Here are some of the main functions, pulled from the help documentation for fakir
:
fake_base_clients
fake_products
fake_sondage_answers
fake_sondage_people
fake_ticket_client
fake_user_feedback
fake_visits
fra_sf
# devtools::install_github("ThinkR-open/fakir")
library(fakir)
Fake clients:
fake_base_clients(n = 5)
## # A tibble: 5 × 14
## num_client first last job age region id_dpt departement cb_provider name
## * <chr> <chr> <chr> <chr> <dbl> <chr> <chr> <chr> <chr> <chr>
## 1 1 Carl… Cass… Stag… 53 Midi-… 65 Hautes-Pyr… VISA 13 di… Carl…
## 2 2 Leer… Beat… Clot… 85 Midi-… 65 Hautes-Pyr… VISA 16 di… Leer…
## 3 3 Dr. Tala… Acco… 27 Rhône… 07 Ardèche Diners Clu… Dr. …
## 4 4 Sier… Hett… Scie… 33 Basse… 61 Orne JCB 16 dig… Sier…
## 5 5 Ammon Dick… Spec… 40 Lorra… 88 Vosges Mastercard Ammo…

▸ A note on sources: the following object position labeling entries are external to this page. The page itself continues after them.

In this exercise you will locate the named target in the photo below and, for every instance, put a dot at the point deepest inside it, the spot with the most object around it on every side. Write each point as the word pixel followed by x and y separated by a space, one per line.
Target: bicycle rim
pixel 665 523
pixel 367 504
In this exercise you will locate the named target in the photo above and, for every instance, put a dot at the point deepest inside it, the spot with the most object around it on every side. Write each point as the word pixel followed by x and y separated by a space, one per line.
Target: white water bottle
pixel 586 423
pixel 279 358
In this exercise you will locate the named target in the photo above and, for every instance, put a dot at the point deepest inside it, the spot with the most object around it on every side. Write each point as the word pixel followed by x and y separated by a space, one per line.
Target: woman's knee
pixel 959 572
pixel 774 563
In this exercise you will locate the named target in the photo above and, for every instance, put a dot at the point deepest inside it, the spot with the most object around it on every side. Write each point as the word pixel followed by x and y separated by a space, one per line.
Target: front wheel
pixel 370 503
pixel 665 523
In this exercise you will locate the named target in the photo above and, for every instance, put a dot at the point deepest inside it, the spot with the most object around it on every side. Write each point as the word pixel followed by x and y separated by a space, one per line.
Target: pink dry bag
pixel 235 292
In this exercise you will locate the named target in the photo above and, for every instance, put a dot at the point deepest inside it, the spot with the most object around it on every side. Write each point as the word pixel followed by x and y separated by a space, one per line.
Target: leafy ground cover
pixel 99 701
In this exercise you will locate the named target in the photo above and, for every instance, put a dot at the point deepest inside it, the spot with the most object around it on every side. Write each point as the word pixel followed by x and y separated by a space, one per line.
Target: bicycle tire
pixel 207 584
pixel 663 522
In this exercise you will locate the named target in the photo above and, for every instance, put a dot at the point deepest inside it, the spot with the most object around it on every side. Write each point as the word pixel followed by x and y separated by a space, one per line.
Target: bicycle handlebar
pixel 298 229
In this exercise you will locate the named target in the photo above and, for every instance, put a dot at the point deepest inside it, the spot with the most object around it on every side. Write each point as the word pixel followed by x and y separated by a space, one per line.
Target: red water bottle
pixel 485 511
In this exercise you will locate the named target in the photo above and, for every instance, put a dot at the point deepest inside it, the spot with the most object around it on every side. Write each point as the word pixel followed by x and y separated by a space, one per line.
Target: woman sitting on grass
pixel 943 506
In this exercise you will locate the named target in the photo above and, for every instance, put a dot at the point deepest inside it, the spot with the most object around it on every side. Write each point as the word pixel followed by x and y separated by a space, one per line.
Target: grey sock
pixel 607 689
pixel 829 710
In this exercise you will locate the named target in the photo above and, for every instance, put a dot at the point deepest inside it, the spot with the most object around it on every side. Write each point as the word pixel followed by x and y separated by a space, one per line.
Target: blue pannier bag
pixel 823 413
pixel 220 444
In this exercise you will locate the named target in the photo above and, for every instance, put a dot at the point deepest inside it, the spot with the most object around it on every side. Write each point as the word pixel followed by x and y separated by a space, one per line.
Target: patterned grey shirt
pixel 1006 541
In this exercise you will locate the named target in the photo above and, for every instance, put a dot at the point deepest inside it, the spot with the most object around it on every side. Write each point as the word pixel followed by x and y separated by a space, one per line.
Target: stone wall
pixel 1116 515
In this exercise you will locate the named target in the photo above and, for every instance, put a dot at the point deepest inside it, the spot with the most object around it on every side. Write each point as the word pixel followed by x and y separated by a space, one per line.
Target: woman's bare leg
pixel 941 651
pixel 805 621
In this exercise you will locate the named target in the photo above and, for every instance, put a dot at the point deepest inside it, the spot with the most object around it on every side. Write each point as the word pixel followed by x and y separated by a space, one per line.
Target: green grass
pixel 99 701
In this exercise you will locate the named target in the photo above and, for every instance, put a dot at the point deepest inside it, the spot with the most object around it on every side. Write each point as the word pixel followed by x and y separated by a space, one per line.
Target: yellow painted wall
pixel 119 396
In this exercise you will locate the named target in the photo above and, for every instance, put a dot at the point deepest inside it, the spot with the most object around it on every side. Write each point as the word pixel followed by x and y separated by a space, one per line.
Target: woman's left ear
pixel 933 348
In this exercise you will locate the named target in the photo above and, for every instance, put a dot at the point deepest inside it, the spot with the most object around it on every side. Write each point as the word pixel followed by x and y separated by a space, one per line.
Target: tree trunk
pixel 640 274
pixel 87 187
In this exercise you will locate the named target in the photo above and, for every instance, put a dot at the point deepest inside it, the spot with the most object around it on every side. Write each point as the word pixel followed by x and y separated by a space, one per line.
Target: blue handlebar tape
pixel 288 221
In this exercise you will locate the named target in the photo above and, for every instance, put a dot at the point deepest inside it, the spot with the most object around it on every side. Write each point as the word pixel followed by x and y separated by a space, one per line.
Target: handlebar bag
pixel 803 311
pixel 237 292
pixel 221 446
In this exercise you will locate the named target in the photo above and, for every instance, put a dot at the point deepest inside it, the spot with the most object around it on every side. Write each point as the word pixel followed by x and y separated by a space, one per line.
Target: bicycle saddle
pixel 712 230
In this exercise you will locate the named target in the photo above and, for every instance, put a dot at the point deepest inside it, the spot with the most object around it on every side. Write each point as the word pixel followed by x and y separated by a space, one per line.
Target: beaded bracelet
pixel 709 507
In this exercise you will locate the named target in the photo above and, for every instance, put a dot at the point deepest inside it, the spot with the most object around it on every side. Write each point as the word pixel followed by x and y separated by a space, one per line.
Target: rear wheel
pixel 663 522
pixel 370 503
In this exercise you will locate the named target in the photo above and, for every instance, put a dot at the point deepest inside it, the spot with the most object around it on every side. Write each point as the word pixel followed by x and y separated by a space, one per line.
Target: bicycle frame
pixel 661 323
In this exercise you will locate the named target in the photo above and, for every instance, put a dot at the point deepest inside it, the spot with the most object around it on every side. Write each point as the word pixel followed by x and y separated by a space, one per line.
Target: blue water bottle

## # ℹ 4 more variables: entry_date <dttm>, fidelity_points <dbl>,
## # priority_encoded <dbl>, priority <fct>
Fake products:
fake_products(n = 5)
## # A tibble: 5 × 8
## name brand color price body_location category sent_from id
## <chr> <chr> <chr> <int> <chr> <chr> <chr> <int>
## 1 Step and Distance Pe… Beer… Sadd… 2 Waist Enterta… Taiwan 1
## 2 Biking Tracker U Pro… Gerl… Hone… 2 Torso Medical Japan 2
## 3 Wearable Transmitter… Beer… Medi… 2 Chest Gaming China 3
## 4 Multifunction Tracke… Scha… DimG… 5 Brain Gaming France 4
## 5 Action Camera Pro Huds… Salm… 4 Chest Pets an… Netherla… 5
Fake survey responses:
fake_sondage_answers(n = 5)
## # A tibble: 15 × 12
## id_individu age sexe region id_departement nom_departement
## <chr> <int> <chr> <chr> <chr> <chr>
## 1 ID-RJXN-02 53 F Bourgogne 71 Saône-et-Loire
## 2 ID-RJXN-02 53 F Bourgogne 71 Saône-et-Loire
## 3 ID-RJXN-02 53 F Bourgogne 71 Saône-et-Loire
## 4 ID-VMKS-04 90 F Provence-Alpes-Côte d… 13 <NA>
## 5 ID-VMKS-04 90 F Provence-Alpes-Côte d… 13 <NA>
## 6 ID-VMKS-04 90 F Provence-Alpes-Côte d… 13 <NA>
## 7 ID-XEMZ-03 84 O Auvergne 43 Haute-Loire
## 8 ID-XEMZ-03 84 O Auvergne 43 Haute-Loire
## 9 ID-XEMZ-03 84 O Auvergne 43 Haute-Loire
## 10 ID-EUDQ-05 65 M Picardie 80 Somme
## 11 ID-EUDQ-05 65 M Picardie 80 Somme
## 12 ID-EUDQ-05 65 M Picardie 80 Somme
## 13 ID-NMQG-01 60 O Picardie 60 Oise
## 14 ID-NMQG-01 60 O Picardie 60 Oise
## 15 ID-NMQG-01 60 O Picardie 60 Oise
## # ℹ 6 more variables: question_date <dttm>, year <dbl>, type <chr>,
## # distance_km <dbl>, transport <fct>, temps_trajet_en_heures <dbl>
fake_sondage_people(n = 5)
## # A tibble: 5 × 8
## id_individu age sexe region id_departement nom_departement
## <chr> <int> <chr> <chr> <chr> <chr>
## 1 ID-RJXN-02 53 F Nord-Pas-de-Calais 62 Pas-de-Calais
## 2 ID-VMKS-04 90 F Aquitaine 47 Lot-et-Garonne
## 3 ID-XEMZ-03 84 O Provence-Alpes-Côte d'… 05 <NA>
## 4 ID-EUDQ-05 65 M Centre 37 Indre-et-Loire
## 5 ID-NMQG-01 60 O Haute-Normandie 76 Seine-Maritime
## # ℹ 2 more variables: question_date <dttm>, year <dbl>
Parting thoughts #
None of these data generation packages is perfect or complete. Depending on the use case, it might be necessary to use a combination of packages together to arrive at whatever end state you’re aiming for.